The Fed has been trying to slow the economy and the hot labor market through its rate hiking, which has taken the fed funds target rate range to 4.25% to 4.50%.

 Peter Boockvar, chief investment officer at Bleakley Financial Group said market expectations did not change after the jobs report, and the fed funds futures contract for February was pricing in another 32 basis points of hikes.

“It’s pricing 100% chance of a 25 basis point hike, and a 30% chance for an additional 25. Peak fed funds is still at 5%” for July, he said. “The market is still expecting the Fed to go another 60, almost 70 basis points,” he said. Boockvar said the end point for the Fed matters more than if it raises by 25 basis points or 50 when it next meets.

–Patti Domm

Services sector contracted in December, ISM survey shows

The services sector contracted in December amid a pullback in new orders and production, the Institute for Supply Management reported Friday.

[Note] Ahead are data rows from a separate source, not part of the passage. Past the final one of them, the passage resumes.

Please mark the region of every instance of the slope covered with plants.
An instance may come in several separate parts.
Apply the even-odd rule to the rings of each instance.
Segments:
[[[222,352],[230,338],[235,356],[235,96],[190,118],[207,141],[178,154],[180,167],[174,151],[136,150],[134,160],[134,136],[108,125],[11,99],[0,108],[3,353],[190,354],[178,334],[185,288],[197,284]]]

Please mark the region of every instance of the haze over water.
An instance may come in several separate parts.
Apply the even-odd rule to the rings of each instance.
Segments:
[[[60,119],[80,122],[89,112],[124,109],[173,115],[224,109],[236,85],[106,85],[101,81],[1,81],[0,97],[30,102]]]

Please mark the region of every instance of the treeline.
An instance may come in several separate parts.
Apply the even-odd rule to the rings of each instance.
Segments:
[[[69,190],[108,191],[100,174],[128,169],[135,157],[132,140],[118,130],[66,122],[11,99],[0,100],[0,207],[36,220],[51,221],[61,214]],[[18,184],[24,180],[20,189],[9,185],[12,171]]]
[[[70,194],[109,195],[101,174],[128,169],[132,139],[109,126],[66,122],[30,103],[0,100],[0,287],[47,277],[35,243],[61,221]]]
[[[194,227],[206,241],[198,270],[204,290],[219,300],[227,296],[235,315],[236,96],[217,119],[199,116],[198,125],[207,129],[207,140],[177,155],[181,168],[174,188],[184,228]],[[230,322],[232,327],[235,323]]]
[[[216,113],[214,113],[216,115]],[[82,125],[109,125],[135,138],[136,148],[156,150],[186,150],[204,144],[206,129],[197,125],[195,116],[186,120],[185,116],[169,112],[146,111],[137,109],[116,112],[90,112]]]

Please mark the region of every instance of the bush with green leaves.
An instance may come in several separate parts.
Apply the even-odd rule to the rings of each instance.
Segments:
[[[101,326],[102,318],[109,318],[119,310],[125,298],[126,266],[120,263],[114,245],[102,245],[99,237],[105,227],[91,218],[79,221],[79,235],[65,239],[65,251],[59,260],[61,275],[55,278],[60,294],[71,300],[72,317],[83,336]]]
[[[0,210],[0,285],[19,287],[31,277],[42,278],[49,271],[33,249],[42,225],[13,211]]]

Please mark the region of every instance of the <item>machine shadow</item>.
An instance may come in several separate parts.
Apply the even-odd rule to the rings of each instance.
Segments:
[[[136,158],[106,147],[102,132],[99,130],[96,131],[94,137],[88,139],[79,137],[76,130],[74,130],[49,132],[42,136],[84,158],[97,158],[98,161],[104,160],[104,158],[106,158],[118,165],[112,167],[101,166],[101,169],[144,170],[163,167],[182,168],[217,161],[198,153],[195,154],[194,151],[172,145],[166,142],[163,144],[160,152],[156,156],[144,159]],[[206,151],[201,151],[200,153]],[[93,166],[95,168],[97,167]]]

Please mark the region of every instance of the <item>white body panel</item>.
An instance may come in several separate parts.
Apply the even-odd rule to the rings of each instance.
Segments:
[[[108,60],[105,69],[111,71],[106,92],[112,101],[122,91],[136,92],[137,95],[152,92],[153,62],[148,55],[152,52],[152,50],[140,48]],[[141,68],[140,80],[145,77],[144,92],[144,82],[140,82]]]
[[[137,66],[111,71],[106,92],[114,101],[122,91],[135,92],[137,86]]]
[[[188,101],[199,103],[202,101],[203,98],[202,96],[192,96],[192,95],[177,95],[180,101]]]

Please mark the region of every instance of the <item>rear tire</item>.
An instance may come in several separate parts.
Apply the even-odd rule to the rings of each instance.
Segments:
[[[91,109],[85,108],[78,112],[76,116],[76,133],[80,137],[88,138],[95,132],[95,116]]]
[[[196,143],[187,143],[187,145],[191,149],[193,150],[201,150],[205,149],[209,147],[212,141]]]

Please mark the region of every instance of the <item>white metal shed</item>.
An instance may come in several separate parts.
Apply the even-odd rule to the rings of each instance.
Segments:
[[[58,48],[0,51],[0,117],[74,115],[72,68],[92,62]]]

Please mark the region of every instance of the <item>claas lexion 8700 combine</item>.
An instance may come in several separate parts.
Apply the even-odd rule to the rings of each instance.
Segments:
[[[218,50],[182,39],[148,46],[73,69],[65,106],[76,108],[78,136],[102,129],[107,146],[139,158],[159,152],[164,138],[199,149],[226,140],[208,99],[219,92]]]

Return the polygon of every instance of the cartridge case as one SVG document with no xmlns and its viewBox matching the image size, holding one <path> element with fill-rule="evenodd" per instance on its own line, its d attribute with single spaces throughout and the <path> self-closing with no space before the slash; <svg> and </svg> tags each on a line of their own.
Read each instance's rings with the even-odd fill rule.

The ISM Services index fell to 49.6% for the month, well below the Dow Jones estimate for a 55.1% reading. The gauge measures the percentage of businesses reporting expansion, with a reading below 50% indicating contraction.

New orders fell 10.8 percentage point while business activity and production dropped 10 points. Prices fell 2.4 points to 67.6%, still a high number but representative of some softening in inflation. Employment also fell, moving down 1.7 points to 49.8% and into contraction territory.

—Jeff Cox

Fed’s Barkin says rate hikes can be done ‘more deliberately’ now

Richmond Federal Reserve President Thomas Barkin said Friday the central bank has to keep working to bring down inflation but can do so with a little less intensity.

“We still have work to do,” the central bank official said in prepared remarks. “Inflation is too high, and we will need to stay on the case until it is sustainably back to our 2% target. We have forecasted additional rate increases this year.”

Policymakers indicated in December that they’re likely to take rates up another percentage point or so before pausing. Atlanta Fed President Raphael Bostic earlier in the day told CNBC he expects the central bank’s benchmark funds rate rising past 5%, from its current 4.25%-4.5% target range.

Barking did not specify how high he thinks the rate should go. However, he said the Fed now can move “more deliberately” after raising rates aggressively seven times in 2022.